I’ve been a big fan of Google App Engine (GAE) since it first appeared back in 2008. For those of you who don’t know what am I talking about, GAE is a Platform as a Service (PaaS) cloud computing platform provided by Google where you can deploy your Python, Java and Go web applications.
You only have to deploy your application (using a very simple toolkit) and Google takes care of launching new application instances when necessary. This way you can focus on your application instead of the underlying infrastructure, that automagically scales to the infinity and beyond. In that sense, it really is much simpler than Amazon EC2.
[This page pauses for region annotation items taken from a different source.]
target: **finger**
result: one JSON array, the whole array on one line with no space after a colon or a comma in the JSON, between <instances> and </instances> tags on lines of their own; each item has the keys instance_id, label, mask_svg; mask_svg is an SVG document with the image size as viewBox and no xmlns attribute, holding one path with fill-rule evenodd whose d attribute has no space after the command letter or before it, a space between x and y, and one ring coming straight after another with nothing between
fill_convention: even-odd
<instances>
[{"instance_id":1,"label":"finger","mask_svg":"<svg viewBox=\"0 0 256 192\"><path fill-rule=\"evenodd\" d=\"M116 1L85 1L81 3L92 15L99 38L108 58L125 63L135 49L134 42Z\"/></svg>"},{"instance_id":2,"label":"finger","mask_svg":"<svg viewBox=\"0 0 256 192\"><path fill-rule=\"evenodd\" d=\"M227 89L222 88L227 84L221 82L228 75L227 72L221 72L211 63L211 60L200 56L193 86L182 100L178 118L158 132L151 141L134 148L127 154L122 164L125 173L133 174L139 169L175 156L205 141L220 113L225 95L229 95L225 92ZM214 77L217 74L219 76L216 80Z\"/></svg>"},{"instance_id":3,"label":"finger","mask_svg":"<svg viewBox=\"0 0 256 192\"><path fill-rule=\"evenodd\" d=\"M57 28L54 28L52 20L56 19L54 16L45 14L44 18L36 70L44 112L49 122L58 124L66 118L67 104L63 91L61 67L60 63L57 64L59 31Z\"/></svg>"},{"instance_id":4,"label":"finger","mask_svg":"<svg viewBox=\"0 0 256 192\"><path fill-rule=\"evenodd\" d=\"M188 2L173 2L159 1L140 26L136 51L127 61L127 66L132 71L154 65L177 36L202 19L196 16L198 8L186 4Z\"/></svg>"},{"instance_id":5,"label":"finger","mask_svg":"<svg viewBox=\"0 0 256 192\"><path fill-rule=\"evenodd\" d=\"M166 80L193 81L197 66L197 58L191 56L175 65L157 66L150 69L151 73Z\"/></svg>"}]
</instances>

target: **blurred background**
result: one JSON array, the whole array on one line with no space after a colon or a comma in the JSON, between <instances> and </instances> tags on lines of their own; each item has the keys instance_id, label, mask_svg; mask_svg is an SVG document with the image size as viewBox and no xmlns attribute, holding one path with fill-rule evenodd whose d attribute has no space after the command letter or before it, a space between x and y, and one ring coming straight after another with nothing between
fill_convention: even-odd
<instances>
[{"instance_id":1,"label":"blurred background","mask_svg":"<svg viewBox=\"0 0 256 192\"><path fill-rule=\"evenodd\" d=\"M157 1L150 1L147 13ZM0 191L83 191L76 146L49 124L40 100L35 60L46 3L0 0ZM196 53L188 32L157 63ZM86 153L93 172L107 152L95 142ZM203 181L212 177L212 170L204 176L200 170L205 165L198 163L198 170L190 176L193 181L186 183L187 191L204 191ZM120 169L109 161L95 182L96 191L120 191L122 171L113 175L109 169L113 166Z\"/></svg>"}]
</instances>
Sounds great, but with great power comes great responsibility. All that comes at the cost of certain limitations and some degree of vendor lock-in, first because Google offers a mix of standard (JSP/servlets, JPA, JDO, JCache/JSR-107 if you choose Java) and proprietary APIs, and second because you are required to adapt your relational mind and design your application to cope with the pros and cons of their non-relational storage system (the Datastore), from where it is really hard to escape.
One of the most appealing features is that GAE offers a real pay-as-you-go model because you pay for the computational resources you use (not for running instances), even with reasonably free quotas.
The Empire Strikes Back
Yes, GAE is free up to a certain level of used resources. This makes it a perfect fit for personal projects or small projects that plan to grow (i.e. startups). In fact we use GAE in Gather Estudios to offer a software as a service survey manager, where GAE capacity to handle bursting has proven itself to work great.
That was until last week. On Aug 31, Google communicated (see blog post) that the GAE “preview” is over. This includes lowering the free quotas for all applications, and assuming that “almost all applications will be billed more under the new pricing”, mainly because from now we are going to pay for every running instance, no matters wether you use it or not. You start to worry when you compare the existing cost to the new costs and you realize the new pricing means a 5-10X increase in your monthly bill. Well… at least they kindly give us 2 weeks to adapt to the new pricing model.
Google, this is not serious. This time you are setting a very dangerous precedent, I’ve learned a valuable lesson and I am definitely going to start looking into other alternatives such as CloudFoundry, Openshift or Amazon Elastic Beanstalk or even Heroku.
My advice to Google
Don’t screw with developers. You’ll regret.